« Il faut connaître l’histoire des Noirs dans notre pays pour vraiment comprendre les obstacles systémiques qui les empêchent de participer pleinement à la société canadienne, explique l’avocat et expert en droits humains et droits civils, Anthony Morgan. Sans faire cet effort, certaines personnes pourraient penser que les Canadiens noirs sont dysfonctionnels ou incapables de « s’en sortir ».

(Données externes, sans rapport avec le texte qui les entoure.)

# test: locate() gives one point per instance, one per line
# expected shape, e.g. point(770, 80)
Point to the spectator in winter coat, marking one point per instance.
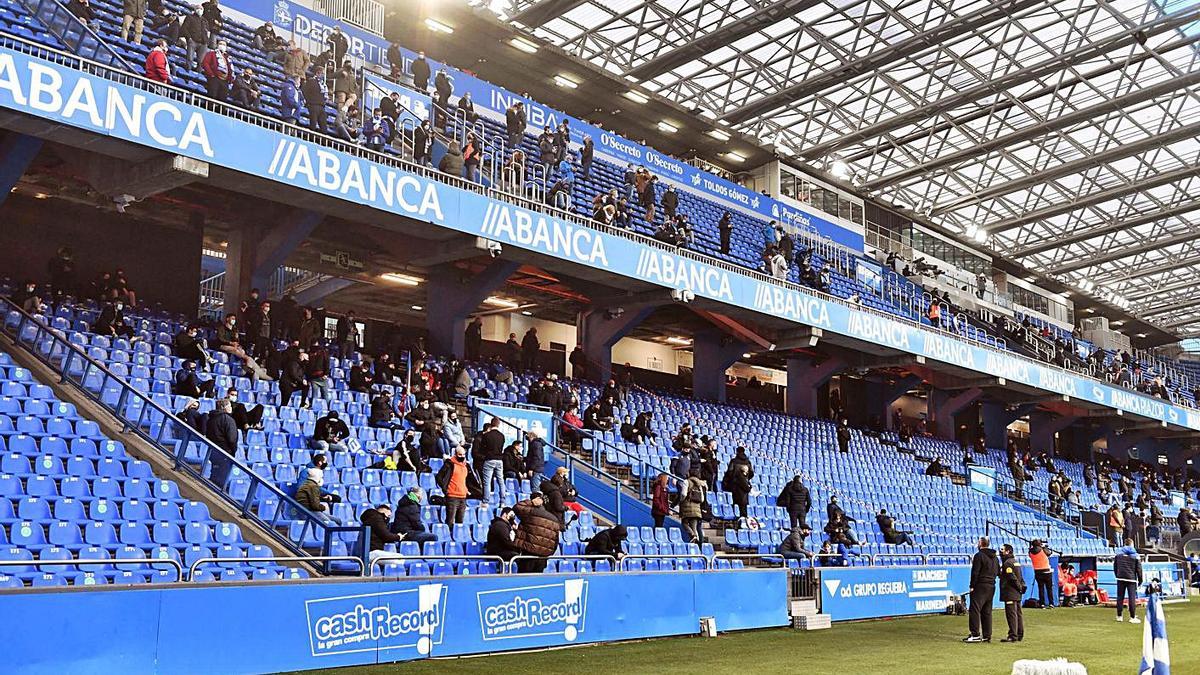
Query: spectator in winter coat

Les racines profondes du racisme anti‑Noirs
Anthony, qui a consacré la plus grande partie de sa carrière aux litiges en matière de droits de la personne et de racisme, affirme que la conviction que les Noirs au Canada sont dysfonctionnels est profondément ancrée dans l’histoire des Canadiens noirs ainsi que dans l’expérience de l’esclavage et de la colonisation. Il soutient que la trame immémoriale d’utopisme racial du Canada est un mythe et que les Canadiens aiment croire que les tensions raciales qui pèsent sur la société américaine n’existent pas dans leur pays. Ces croyances, qui existent depuis l’époque de la colonisation, ont contribué à normaliser le racisme anti‑Noirs au sein de la société en général.
« On est arrivé au point que les gens ici estiment qu’il n’y a aucune raison de se plaindre et que les Noirs au Canada sont traités équitablement, fait observer Anthony. Face aux données relatives aux taux élevés de violence au sein de la communauté noire, de pauvreté et de chômage, de mauvais résultats scolaires, de troubles de santé mentale ou d’appréhensions d’enfants par le système de protection de l’enfance, il est facile de rejeter la faute sur les Noirs et les communautés noires ».

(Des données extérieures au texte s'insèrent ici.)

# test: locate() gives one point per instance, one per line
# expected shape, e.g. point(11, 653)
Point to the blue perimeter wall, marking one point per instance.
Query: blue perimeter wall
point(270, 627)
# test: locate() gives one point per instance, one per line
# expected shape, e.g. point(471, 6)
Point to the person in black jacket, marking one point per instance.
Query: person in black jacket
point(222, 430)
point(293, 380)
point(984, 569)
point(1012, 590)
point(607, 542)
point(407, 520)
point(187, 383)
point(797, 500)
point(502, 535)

Répercussions du racisme systémique sur le système de justice
Ce genre de données est exactement ce que Kim Roach, responsable de la Stratégie à l’intention des communautés racialisées d’AJO, a utilisé pour démontrer la nécessité qu’AJO élabore cette stratégie.

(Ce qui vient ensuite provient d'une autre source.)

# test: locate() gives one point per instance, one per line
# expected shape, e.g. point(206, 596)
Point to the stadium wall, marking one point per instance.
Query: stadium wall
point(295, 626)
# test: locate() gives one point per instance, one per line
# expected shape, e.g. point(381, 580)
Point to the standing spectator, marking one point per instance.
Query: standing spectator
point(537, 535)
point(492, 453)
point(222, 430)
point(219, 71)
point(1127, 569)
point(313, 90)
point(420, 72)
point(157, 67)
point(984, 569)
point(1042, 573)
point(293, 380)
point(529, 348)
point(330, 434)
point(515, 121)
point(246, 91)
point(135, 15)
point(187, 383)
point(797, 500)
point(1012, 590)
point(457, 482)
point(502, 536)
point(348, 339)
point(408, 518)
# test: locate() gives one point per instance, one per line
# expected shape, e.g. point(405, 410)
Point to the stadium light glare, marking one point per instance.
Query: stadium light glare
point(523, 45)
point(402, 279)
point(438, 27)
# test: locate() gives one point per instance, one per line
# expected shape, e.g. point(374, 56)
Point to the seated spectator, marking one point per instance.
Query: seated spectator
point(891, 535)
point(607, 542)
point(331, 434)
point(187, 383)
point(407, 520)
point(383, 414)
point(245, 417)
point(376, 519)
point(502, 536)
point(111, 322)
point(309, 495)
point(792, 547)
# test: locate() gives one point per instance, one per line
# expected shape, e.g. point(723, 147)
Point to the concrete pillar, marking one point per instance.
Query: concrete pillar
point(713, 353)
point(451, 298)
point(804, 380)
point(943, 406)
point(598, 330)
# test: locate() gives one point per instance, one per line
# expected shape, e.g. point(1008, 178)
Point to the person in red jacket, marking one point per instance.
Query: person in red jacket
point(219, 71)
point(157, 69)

« Pour de nombreux membres de communautés racialisées — la communauté noire en particulier — le racisme systémique a des répercussions sur tous les aspects de leur vie, de l’éducation des enfants à la santé, en passant par l’éducation et l’emploi, explique Kim. Cette réalité les rend plus susceptibles de se retrouver aux prises avec le système de justice. »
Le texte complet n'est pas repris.